Sequential reads to the same page make these types of transactions even more profitable as each successive access can s Cheduled at a minimum of Tburst (4T) clocks from the last. The timing is captured as the Cas-to-cas delay (TCCD) and are commonly referred to as ' back-to-back CAS Delay ' (Business-to-business), as SH Own per Figure 7. This feature makes possible extremely high data transfer rates for total burst lengths of one page or less-in we case, 8KB.
Click to enlarge
Figure 7. Triple Burst Chop read with Precharge and subsequent banks access
Although not ideal, a page-empty access was still preferred to a miss. In the "The bank" is accessed are Idle with no page open. Common sense tells us any attempt to read or write data to a page in this bank first requires we Activate the bank. In other words, nominal access latency now includes the time to open the Page-row-column (or Command) Delay (TRCD). This was a doubling of the minimum access latency when compared to that of the Page-hit case! Twelve cycles (TRCD + CL) now elapse before the first word is returned. Figure 8 shows this detail.
Click to enlarge
Figure 8. Page-empty timing. Page remains open
Finally, as if the relative penalty of page-empty access wasn ' t bad enough, here comes Page-miss. A miss occurs anytime a memory transaction must first close an open page on order to open an alternate page in the same BA Nk. Only then can the specified data access take place. First closing an open page requires a precharge, adding the RAS precharge (TRP) delay to any already lengthy operation. As you can see by figure 9, the nominal latency of a access of this type are three times that of one Page-hit ope ration!
Click to enlarge
Figure 9. Page-miss timing. Page remains open
The relative Gain/loss ratio for each access type can is quickly assessed simply through a cursory review of the most BASI C Device Timings. Imagine a Memory kit rated for operation in ddr3-1600, 6-6-6-18 (Cl-trcd-trp-tras): With nothing more we can estimate six Cycles for a page-hit access, cycles for a page-empty access, and the cycles for a page-miss access.

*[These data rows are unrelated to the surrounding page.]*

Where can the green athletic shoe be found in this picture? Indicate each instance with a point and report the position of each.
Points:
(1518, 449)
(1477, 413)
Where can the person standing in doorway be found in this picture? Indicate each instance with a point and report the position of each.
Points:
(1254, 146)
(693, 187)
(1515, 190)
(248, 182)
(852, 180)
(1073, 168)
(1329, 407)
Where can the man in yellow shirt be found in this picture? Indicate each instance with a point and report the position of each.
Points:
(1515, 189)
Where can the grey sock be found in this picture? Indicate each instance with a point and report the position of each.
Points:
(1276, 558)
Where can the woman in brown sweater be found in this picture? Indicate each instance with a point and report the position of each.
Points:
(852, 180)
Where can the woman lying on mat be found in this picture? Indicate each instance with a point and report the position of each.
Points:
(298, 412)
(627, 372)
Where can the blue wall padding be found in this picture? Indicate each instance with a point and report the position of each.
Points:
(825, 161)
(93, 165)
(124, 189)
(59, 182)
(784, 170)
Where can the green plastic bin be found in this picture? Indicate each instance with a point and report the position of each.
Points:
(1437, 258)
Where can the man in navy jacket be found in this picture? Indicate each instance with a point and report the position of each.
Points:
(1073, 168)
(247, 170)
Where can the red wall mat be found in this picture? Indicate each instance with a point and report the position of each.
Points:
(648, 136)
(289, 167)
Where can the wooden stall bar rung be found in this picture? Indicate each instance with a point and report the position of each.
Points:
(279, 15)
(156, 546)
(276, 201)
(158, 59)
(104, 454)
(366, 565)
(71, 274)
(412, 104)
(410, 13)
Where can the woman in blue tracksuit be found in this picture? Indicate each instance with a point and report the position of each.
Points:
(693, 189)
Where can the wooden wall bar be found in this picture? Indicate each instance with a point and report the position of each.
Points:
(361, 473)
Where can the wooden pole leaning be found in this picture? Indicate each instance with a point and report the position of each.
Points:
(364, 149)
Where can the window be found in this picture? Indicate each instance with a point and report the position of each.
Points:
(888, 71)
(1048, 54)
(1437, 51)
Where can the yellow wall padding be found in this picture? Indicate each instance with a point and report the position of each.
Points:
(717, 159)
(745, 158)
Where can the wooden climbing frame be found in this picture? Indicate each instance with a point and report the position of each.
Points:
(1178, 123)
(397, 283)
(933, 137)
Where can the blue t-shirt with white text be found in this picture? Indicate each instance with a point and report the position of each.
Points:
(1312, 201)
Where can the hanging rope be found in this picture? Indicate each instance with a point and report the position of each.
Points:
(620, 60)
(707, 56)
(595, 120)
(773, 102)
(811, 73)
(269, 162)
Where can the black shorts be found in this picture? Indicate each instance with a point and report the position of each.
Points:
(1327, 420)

Normalized to the Page-hit access latency, page-empty access was twice as long, and Page-miss access is a whole three times As Long. If we combine this with what we know about the inner functions of the SDRAM state machine we see Page-hit and Page-miss ar E really just subsets of the same bank state (active). Of course, page-empty access necessarily implies an idle bank. The following proof rewards us with some powerful insight.
The variable n also represents the percentage of accesses to banks with open pages This must result in a Page-hit Access if we are to simply pace the nominal access latency this would be achieved if every read access is to an idle ban K. and the thing This depends the RAS precharge delay and the Row-column (or Command) delay of the Dev Ice in question.
You would think by working to maximize N, performance would is maximized as well. And you're ' d is right. Let's take the what we've learned thus far and step it up a notch. We Promise, after this you'll never see memory timings in the same light ever again.
Before proceeding, we ' ve prepared a video for those of what would like to view a few simple animations meant to help V Isualize each transaction type:
What does mean you ' ve never heard of Adaptive Page Management (APM) technology? Well, that must is because Intel Marketing doesn ' t seem to feel the need to bring it up.
Simply put, Intel ' s APM determines, based on the potential implications of pending memory transactions, whether closing op En pages, or allowing them to remain open longer is beneficial to overall memory performance. In response, the memory controller may (or could not) elect to issue commands to close pages, depending on the programmed op Eration.
Figure Ten provides the general flow of events required to manage such a process. In our explanation we intend to introduce-known register settings needed to adjust the functional control polic Y, but first we need to detail the necessary actions, and purpose, the of the design elements, a such. A better understanding of the underlying logic would pay dividends as you attempt to dial in measurable performance improve ments through experimentation.
Per Figure One, the Transaction Queue stores memory transactions generated by the processor. Unlike a typical first-in-first-out (FIFO) queue with a tail, into which memory transaction could be pushed, and a head, fro m which memory transactions may being popped, this transaction the queue is a plurality of storage elements allowing single Memor Y transactions to is removed from the list and dispatched toward the memory in a different ordering than when originally a Dded to the queue.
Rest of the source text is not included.